器用になったから恋愛できない
気の良かった知人がふと家にやってきて、自分の信じている宗教がいかに最高かという話を数時間にわたって説いたとき、もういい、帰ってくれと大泣きしたのは20歳のときだった。
妄信的で、目がギラギラしてて、こちらが何を言っても聞き入れないだろうという絶望はあったけれど、決して威圧的だったわけではなく、今となれば何も泣くことはなかった。ちょっと次の予定が~とか適当なことを言って、切り上げて逃げればよかったのだ。ところが当時の私には、そういう風にうまくやる知恵がなかった。
例えば誰かに対面で嫌味を言われたとしても、33歳になった今なら、何も聞かなかったことにしてその場を適当にやり過ごし、5分もあれば気持ちを切り替えることができる。体を傷つけられたわけでもなし、誰かが瞬間的に発した一言なんてないと思えばないのだから、ははは、と笑って処理できる。
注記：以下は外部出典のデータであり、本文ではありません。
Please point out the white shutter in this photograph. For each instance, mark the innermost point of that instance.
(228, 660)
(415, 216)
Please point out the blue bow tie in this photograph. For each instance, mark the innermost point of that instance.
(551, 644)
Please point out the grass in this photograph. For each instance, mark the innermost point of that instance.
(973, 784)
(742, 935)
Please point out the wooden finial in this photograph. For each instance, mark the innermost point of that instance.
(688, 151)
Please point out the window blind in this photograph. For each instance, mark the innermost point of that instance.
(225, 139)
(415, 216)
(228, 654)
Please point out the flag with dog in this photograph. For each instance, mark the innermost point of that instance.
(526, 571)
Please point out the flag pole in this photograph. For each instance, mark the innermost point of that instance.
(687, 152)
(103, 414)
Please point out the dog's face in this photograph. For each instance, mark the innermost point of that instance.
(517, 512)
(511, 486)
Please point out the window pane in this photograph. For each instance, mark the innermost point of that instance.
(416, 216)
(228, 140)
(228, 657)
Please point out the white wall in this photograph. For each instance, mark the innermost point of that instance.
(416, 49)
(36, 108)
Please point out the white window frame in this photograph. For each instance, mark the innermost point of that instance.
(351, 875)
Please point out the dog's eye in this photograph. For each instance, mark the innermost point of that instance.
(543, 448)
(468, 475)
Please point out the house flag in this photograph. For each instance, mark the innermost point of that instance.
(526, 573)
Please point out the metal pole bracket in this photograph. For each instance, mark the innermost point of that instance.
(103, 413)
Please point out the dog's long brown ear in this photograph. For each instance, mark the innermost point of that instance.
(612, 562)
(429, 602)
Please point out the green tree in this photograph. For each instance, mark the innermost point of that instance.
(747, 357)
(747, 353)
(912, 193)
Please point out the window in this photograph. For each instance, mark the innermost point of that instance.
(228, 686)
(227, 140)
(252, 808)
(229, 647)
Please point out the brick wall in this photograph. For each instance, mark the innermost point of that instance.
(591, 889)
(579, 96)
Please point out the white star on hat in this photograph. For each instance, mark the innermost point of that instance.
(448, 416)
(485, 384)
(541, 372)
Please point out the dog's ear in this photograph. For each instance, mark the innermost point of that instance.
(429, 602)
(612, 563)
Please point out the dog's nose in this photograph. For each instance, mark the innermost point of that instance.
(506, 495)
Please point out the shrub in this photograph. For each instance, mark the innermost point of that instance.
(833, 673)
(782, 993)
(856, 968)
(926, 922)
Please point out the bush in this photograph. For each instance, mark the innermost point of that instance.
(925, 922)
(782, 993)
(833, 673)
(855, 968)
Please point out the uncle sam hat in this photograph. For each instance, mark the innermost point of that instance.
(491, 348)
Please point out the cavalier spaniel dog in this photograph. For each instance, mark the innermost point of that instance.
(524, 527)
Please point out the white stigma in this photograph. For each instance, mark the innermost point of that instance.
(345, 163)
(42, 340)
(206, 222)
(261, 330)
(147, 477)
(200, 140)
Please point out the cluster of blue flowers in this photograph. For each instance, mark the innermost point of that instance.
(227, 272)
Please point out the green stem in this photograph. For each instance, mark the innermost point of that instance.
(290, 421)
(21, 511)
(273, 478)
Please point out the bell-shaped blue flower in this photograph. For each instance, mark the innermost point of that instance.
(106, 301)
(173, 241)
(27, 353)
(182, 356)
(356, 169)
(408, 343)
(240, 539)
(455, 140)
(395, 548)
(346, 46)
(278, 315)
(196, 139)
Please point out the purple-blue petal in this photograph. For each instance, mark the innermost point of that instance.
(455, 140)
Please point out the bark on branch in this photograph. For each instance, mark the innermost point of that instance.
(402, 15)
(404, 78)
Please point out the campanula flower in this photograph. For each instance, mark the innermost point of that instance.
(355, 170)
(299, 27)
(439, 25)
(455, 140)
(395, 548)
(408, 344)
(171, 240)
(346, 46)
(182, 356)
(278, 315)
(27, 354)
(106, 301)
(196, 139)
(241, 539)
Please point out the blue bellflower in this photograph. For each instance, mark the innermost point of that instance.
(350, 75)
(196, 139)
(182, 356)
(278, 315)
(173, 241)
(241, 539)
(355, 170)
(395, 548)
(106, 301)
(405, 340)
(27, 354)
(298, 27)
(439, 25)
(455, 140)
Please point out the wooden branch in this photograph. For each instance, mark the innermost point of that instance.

あるいは、例えばミーティングの席で気まずい沈黙が流れたとき、今なら、毒にも薬にもならない一言を発して空気が止まるのを阻止することができる。20歳そこそこの頃の私なら、きっとキョロキョロ周りを見渡して、何で誰も喋らないの~、とお客さんのように誰かが口を開くのを待っていたのだ。
30を過ぎて、とにかく器用になった。
思えば20代の頃は、恥ずかしすぎて思い出したくもない失態をいくつも重ねてしまった。人前でボロボロ泣いたり、顔を真っ赤にして怒ったり、口を曲げて嫉妬したり。けれど年齢と経験を重ね、器用になるにつれ、そういう、マグマのように突如噴出する気持ちを、少しずつ上手に隠せるようになっていった。
いくらそのとき気持ちよく発散しても、あとで泣きながら尻拭いするのもやっぱり自分だって、時間とともに分かってしまったから。
次第に、寂しさや、怒りや、嫉妬といったドロドロとした感情を自分の中に隠し持っていることさえ苦しくなって、そもそも自分の中に初めからなかったのだと、心の奥にしまいこんでしまったようにも思う。
結果、多少の波はあるけれど、毎日いたってフラットな気持ちで過ごせるようになったし、何より仕事がとてもスムーズにやれるようになった。……
一方で恋愛はというと、そんな仕事での経験値に反比例するかのように、器用になればなるほど、見事にままならなくなっていく不思議。